Despite the overall positive effects of this decision, on-call events more than doubled: more often than ever ML models break and engineers need to figure out what went wrong, causing extensive delays and Eng human hours of work.
Your Eng director comes up with a solution to this issue: They build a meta-predictive framework that rejects data snapshots that are likely to cause on-call events (i.e., it does not allow certain model versions to go into production if their performance during a short testing period is not within some pre-defined range).
As the genius data scientist of the team, you are tasked to measure the impact of this meta-predictive framework. How would you do it? How would you test whether your metrics are accurate?
Problem statement: We need to measure the impact of this meta-predictive framework.

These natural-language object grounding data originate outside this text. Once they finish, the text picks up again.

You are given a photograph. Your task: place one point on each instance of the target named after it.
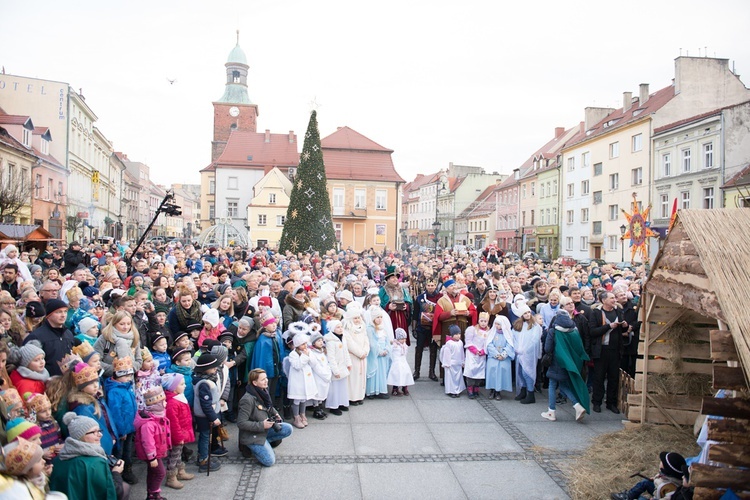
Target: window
(708, 198)
(666, 164)
(381, 197)
(613, 211)
(636, 176)
(686, 160)
(232, 208)
(708, 155)
(614, 150)
(637, 142)
(360, 199)
(614, 181)
(685, 199)
(664, 204)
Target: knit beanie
(28, 353)
(170, 381)
(20, 427)
(79, 425)
(20, 456)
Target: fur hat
(20, 427)
(154, 395)
(78, 426)
(21, 456)
(123, 366)
(211, 317)
(84, 375)
(28, 353)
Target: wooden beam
(722, 346)
(726, 407)
(727, 377)
(709, 476)
(729, 430)
(731, 454)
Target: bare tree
(15, 192)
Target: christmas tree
(308, 224)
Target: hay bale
(606, 465)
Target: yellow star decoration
(638, 231)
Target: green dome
(237, 56)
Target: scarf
(74, 448)
(25, 372)
(260, 394)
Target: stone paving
(423, 446)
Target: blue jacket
(122, 404)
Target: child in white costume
(452, 360)
(400, 373)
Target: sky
(480, 82)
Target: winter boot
(529, 399)
(173, 482)
(183, 475)
(521, 395)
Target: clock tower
(234, 111)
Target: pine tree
(308, 225)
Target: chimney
(644, 94)
(627, 100)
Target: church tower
(234, 111)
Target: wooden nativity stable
(695, 340)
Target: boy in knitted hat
(206, 406)
(153, 439)
(30, 375)
(120, 393)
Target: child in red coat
(181, 425)
(153, 439)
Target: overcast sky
(474, 82)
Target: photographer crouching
(261, 427)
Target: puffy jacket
(181, 422)
(153, 437)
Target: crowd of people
(107, 356)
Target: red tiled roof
(347, 154)
(250, 149)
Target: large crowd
(108, 357)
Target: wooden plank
(726, 407)
(729, 430)
(731, 454)
(709, 476)
(664, 366)
(654, 416)
(726, 377)
(722, 346)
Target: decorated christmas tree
(308, 224)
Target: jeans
(564, 388)
(263, 452)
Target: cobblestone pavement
(422, 446)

The framework in simple terms prevents bad models to go into production.
Problem understanding: Let’s see some example clarification questions we could ask on this problem:
Q: How many models are being filtered through this model every hour?
A: You can assume that every hour roughly 1000 models are being filtered.
Q: What percentage of these models are being filtered out?
A: Right now, you can assume that the model filters out roughly 10% of models.
Q: What is the precision and the recall of the system?
A: For simplicity, you can assume that the system has recall=1
and precision=0.1
Q: Is it rational to assume that in order to filter out these models we introduce an additional delay in pushing models to production? How long does it take for each model to be tested and then potentially be filtered out?
A: It takes roughly 10 minutes for each model to be tested.
Q: In this case, is it rational to assume that our measurement should include some sort of revenue loss due to this additional delay that the filter introduces?
A: Correct, this is a trade-off you will need to take into account.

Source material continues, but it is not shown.